Mataram (Inside Lombok) – Pemerintah Provinsi (Pemprov) NTB segera memberikan bantuan hibah berupa mesin pembakar sampah atau insinerator kepada Pemkot Mataram. Mesin insinerator ini diterima Pemprov NTB merupakan hibah dari salah satu perusahaan asal Korea Selatan.
Pj Sekda Provinsi NTB, Lalu Mohammad Faozal, mengatakan alat ini dipasang di TPS konvensional Sandubaya. Dimana, mesin insinerator seharga Rp3,5 miliar, “Mesin penghancur sampah itu hadiah dari Pemprov NTB ke Kota Mataram. ” Mesin ini dikasih ke gubernur, kemudian dari gubernur akan menghibahkan alat ini ke Kota Mataram,” katanya.

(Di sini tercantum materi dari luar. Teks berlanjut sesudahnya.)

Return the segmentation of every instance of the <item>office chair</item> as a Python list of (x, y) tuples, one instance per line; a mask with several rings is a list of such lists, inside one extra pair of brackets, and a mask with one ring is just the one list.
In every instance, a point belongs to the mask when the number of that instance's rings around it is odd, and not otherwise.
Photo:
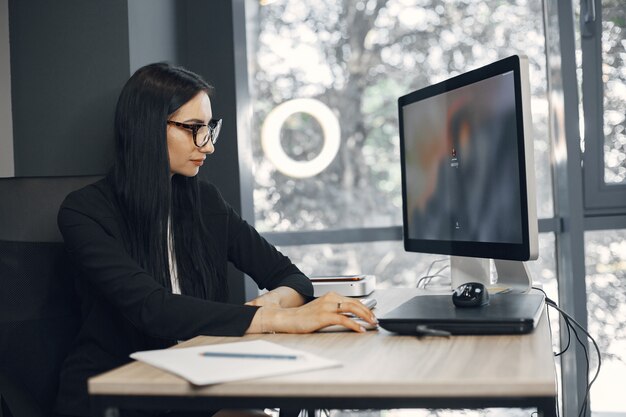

Ia mengatakan, mesin insinerator berwarna metalik itu sudah diuji coba dan menampakkan hasil signifikan. Dalam sehari, mesin tersebut bisa membakar 10 ton sampah. Dengan demikian, Dinas Lingkungan Hidup Kota Mataram bisa menghemat biaya untuk BBM untuk pengangkutan ke TPA Regional Kebon Kongok Lombok Barat. “Itu baru dari belanja operasional saja iritnya. Kalau dihitung sebulan hampir Rp 300-an juta lah Kota Mataram bisa irit dari alat itu,” ungkapnya
Pembakarannya disebut tidak menghasilkan polusi udara sehingga cocok digunakan di Kota Mataram. ” Ini alatnya zero emission (asap), itu yang terpenting. Nanti proses operasionalnya sudah diajarkan dari Korea ke TPST,” katanya. Sementara itu, Sekda Kota Mataram, Lalu Alwan Basri, mengatakan alat tersebut nantinya bisa memaksimalkan pengurangan sampah yang dibuang ke TPA Kebon Kongok. “Hasilnya cukup bagus dan jadi pertimbangan kita untuk melakukan pengadaan mesin insinerator yang serupa,” katanya.
Berdasarkan informasi dari operator, mesin tersebut bisa membakar 5 ton sampah per 8 jam atau satu kali shift. Nantinya direncanakan selama operasionalnya dua shift sehari, sehingga mampu membakar 10 ton sampah sehari. TPST konvensional Sandubaya snediri sudah siap untuk mengoperasikan mesin insinerator karena hanya dibebankan untuk menyiapkan sambungan listrik. Dari hasil uji coba, jaringan listriknya memadai untuk membakar tumpukan sampah. “Biaya listriknya sekitar Rp150 ribu per hari. Jadi sekitar Rp 4,5 juta per bulan. Tidak masalah kita siapkan anggarannya karena manfaatnya sangat besar,” jelas Alwan.